Approximately 1,100 individuals have signed up to testify over nine weeks of public hearings in Washington, Chicago and Portland, Ore. In the first two days of the process, interested parties had the chance to fire questions at the people most responsible for writing the rule.

Heading up the OSHA panel was Marthe Kent, acting director of the directorate of health standards programs, who delivered a brief opening statement outlining the case for an ergonomics rule. Kent concluded by emphasizing that the standard was still only a proposal, and the agency welcomed public comments. "Our minds are open on all of the issues on the table," she asserted.

Asking questions first were employer groups, represented by attorneys in most cases. They slammed OSHA's public hearing procedure, attacked the proposed standard for being hopelessly vague and appeared to be primarily interested in building a case to take OSHA to court if the agency does not drop plans to issue a final rule.

Labor unions, on the other hand, sent a cadre of safety and health specialists to query the OSHA panel. They had a prearranged set of questions intended to shore up the disputed scientific basis for the proposal and to reveal possible loopholes in the proposal's protections for workers.

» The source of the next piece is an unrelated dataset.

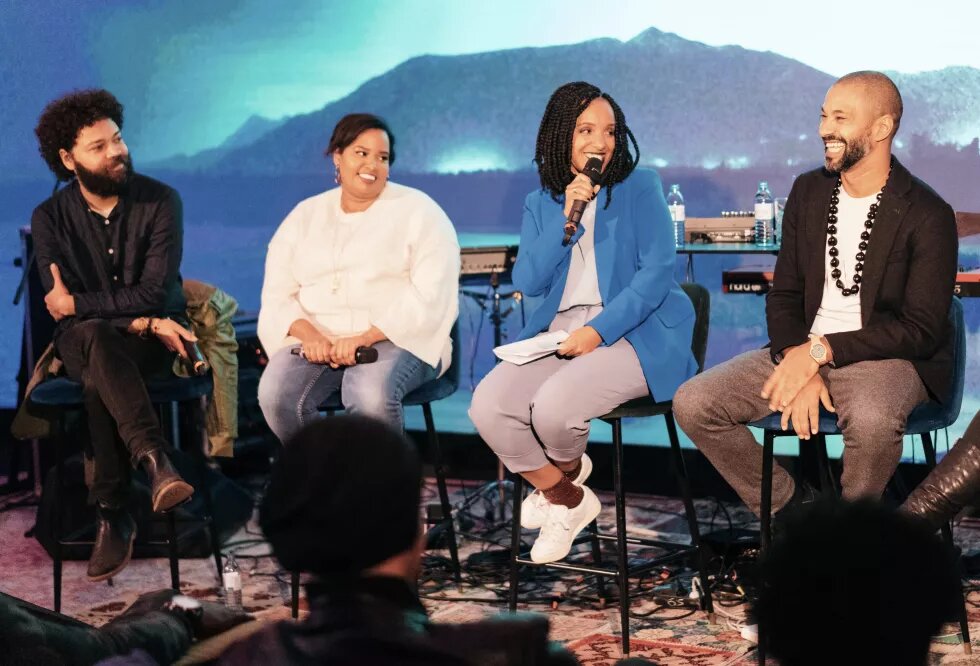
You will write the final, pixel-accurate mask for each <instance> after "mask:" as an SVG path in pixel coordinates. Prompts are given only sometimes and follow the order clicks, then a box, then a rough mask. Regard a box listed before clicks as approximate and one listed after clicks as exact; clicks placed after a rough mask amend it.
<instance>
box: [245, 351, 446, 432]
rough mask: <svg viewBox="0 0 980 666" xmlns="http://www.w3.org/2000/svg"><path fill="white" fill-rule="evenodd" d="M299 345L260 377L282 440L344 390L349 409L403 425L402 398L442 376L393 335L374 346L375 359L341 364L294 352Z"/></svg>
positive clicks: (317, 416)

Quite a few non-OSHA eyebrows were raised early on when attorney Baruch Fellner pointed out that there was not a physician on the OSHA panel to defend the medical science of the proposal. OSHA, however, placed three lawyers on the panel, underscoring the litigious nature of the hearing.

Fellner, who represented the Rubber Manufacturers Association, spent much of his time questioning the procedural fairness of the hearing. He criticized OSHA for not telling the public who would be on the panel until the day of the hearing, making it harder for participants to prepare their questions.

Like other employer representatives, Fellner said the 11 days between the close of the comment period and the opening of the hearing was too little time for members of the public to read and digest the nearly 7,000 comments on the proposal the agency received.

Willis Goldsmith, a lawyer representing the U.S. Chamber of Commerce, focused on what he termed the vague and subjective meanings of crucial terms used in the standard, such as "duration," "over and over again" and "magnitude." In a legal and enforcement context, Goldsmith argued, those will become disputed terms.

Where Goldsmith saw vagueness, OSHA's senior lawyer on the panel, Joseph Woodward, saw "flexibility." Kent added that, in stakeholder meetings, employers repeatedly stated they preferred a performance standard to a specification standard.

Laboring for a Cause

Peg Seminario, director of AFL-CIO's Department of Occupational Safety and Health, was the first labor representative to speak. She began her questioning with the disputed scientific basis of the proposed rule.

OSHA's William Perry, health scientist for health standards, said that, in many ways, the scientific record for the ergonomics rule is better than for previous OSHA standards. "I think the literature base presented in our proposal ... is striking both in size and quality," he said.

Seminario's later queries were less OSHA-friendly as she questioned the decision to exclude the agriculture, construction and maritime industries from the proposed rule, noting that it took court action and an act of Congress to get the agency to include these industries in previous standards.

Other labor representatives called on OSHA to reconsider the "one-event trigger" that allows most employers to avoid having an ergonomics program until a worker is hurt and to revisit the incremental abatement of hazards provision.

In an interview near the end of the first day, OSHA Administrator Charles Jeffress told Occupational Hazards that, based on what he has heard, the single-incident trigger was one of three areas in which he expects to receive a great deal of discussion in the coming weeks. He indicated that the agency is being pressured in opposite directions on the matter.

The other two aspects of the proposal that Jeffress said have come up repeatedly in his conversations with stakeholders are the work restriction protection provision and the "when do you know you've done enough" problem.

As for the complaint that OSHA kept the identity of its panel members secret, Jeffress said: "This hearing is not about witnesses. This hearing is about the proposal. We have a responsibility to answer whatever questions people have about the proposal."